Ele hoje sentia mesmo a necessidade de escrever qualquer coisa dura sobre as mulheres, mas não lhe ocorria nada assim de repente, e por isso foi para o balcão
da papelaria. Chovia lá fora e então elas olhavam para o reclame da loja, que se exclamava incompreensivelmente “sexo”, e acabavam por entrar, estimando que iriam ali juntar o útil ao agradável. Calhava-lhes logo um homem armado em sedutor, que falava para elas com ar de impingidor mas que lhes aviava depois o seu olhar comercialmente arrebatador. Muitas delas presumiam que um homem assim só pensaria em comê-las. Como se fossem pasta de celulose, que era espremida e enrolada dose por dose, até ficar um produto sequinho, sem impurezas, fibroso quanto baste e que ainda daria para absorver mais romance se houvesse pachorra para acabamentos especiais. Então subitamente ficavam todas frígidas, como se duma epidemia se tratasse, como se aquela papelaria lhes corrompesse as hormonas, as filhas da puta das hormonas, ficavam petrificadas, numa anestesia mineralógica, desprezando o pobre vegetal, e a olhar para um homem que no fundo só cumpria o seu papel, que era vender papel, mas que porra apenas gostava de métodos decentes para tratar bem as clientes, que agora estupidamente se isolavam em xailes fiados em lã de rocha. «Que merda de nome havia eu de ter posto a este estaminé», pensava ele, que no fundo só as queria pôr a dançar, a fazer o gostinho ao pé, só para se armar em engraçado acabou por estragar as freguesas que agora punham o desejo de lado, e ficavam que nem a carne seca de mulher que desdenha um molho diferente, um molho que não fosse apenas um molho qualquer. Já só há mulheres correntes.

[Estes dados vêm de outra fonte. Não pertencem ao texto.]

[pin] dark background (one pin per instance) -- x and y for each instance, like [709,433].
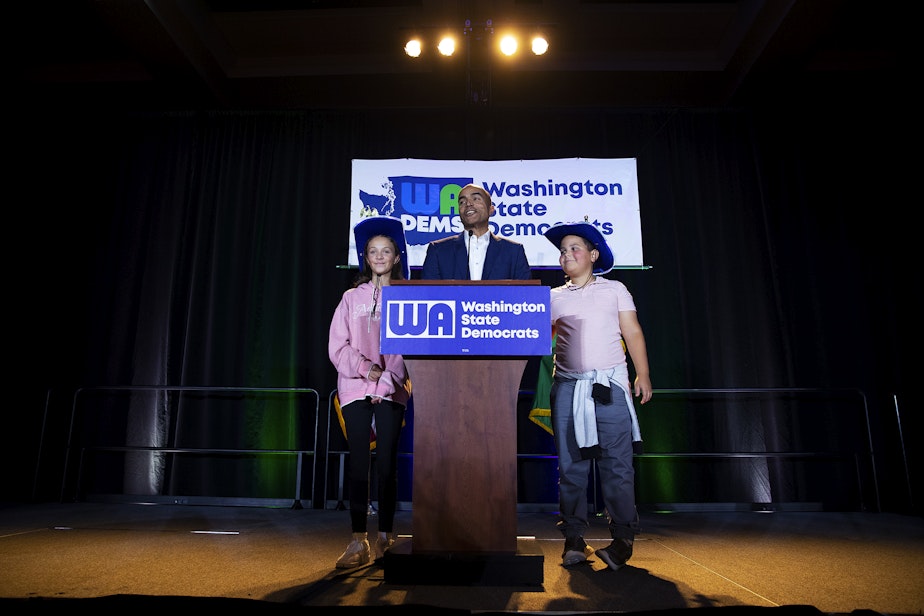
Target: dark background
[180,176]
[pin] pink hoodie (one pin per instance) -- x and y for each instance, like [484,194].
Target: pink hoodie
[353,347]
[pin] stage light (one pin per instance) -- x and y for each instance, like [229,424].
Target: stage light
[508,45]
[413,48]
[447,46]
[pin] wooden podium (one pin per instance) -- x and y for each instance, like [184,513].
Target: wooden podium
[464,493]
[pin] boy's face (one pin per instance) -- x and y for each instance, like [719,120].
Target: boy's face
[576,258]
[474,208]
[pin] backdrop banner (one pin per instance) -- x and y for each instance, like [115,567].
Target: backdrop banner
[528,195]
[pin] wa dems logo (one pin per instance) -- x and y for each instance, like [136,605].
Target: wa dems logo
[426,205]
[416,319]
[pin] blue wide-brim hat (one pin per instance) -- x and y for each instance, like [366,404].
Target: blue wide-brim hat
[368,228]
[557,232]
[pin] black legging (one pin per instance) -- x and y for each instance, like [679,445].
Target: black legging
[357,417]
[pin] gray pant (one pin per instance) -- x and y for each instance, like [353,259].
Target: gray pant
[615,466]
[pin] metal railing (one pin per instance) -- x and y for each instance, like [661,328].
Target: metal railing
[173,449]
[855,455]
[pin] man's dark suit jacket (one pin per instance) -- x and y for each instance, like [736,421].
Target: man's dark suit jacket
[447,259]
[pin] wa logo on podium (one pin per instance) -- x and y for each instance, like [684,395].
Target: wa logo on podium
[466,320]
[421,319]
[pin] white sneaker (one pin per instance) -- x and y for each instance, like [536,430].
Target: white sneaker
[382,543]
[356,554]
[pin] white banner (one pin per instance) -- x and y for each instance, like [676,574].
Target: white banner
[528,195]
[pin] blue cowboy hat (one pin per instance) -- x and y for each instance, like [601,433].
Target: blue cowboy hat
[558,231]
[381,225]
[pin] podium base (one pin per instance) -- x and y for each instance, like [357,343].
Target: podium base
[524,568]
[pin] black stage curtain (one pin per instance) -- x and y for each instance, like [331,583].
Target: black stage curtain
[206,249]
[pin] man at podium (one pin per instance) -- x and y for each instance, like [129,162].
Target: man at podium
[476,253]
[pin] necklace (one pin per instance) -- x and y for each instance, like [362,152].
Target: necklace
[586,282]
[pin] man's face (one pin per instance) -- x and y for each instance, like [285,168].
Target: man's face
[473,207]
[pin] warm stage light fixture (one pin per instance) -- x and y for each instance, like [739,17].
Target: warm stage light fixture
[508,44]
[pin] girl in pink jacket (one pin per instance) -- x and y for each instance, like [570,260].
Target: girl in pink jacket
[373,389]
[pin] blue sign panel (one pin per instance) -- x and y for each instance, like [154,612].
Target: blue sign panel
[466,320]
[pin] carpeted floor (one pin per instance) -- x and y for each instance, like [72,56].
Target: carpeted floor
[133,556]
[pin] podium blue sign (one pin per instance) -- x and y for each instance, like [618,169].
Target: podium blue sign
[462,320]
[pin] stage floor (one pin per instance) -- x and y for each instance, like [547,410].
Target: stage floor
[55,555]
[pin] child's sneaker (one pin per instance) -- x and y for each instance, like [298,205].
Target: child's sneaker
[576,551]
[356,554]
[616,553]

O balcão reluzia, mas só o seu desconsolo agora reflectia, e olhava para uma caixa registadora vazia, pior que isto só uma sina sem cigana, ou uma varina sem filigrana, ou um papel couché que afinal só deve ter qualidades que ninguém vê, e que ninguém quer apalpar, nem comprar, nem sequer elogiar.
Parou de chover, o sol já estava lá fora aos pulos e elas já não precisavam daquela enganosa e fantasiosa papelaria para nada, lá fora é que o mundo lhes sorriria; lá fora é que as suas pernas dançariam e haveria quem as abrisse como um envelope, e as fechasse lambendo, sem precisar de sinete no lacre porque elas conheciam bem o dono.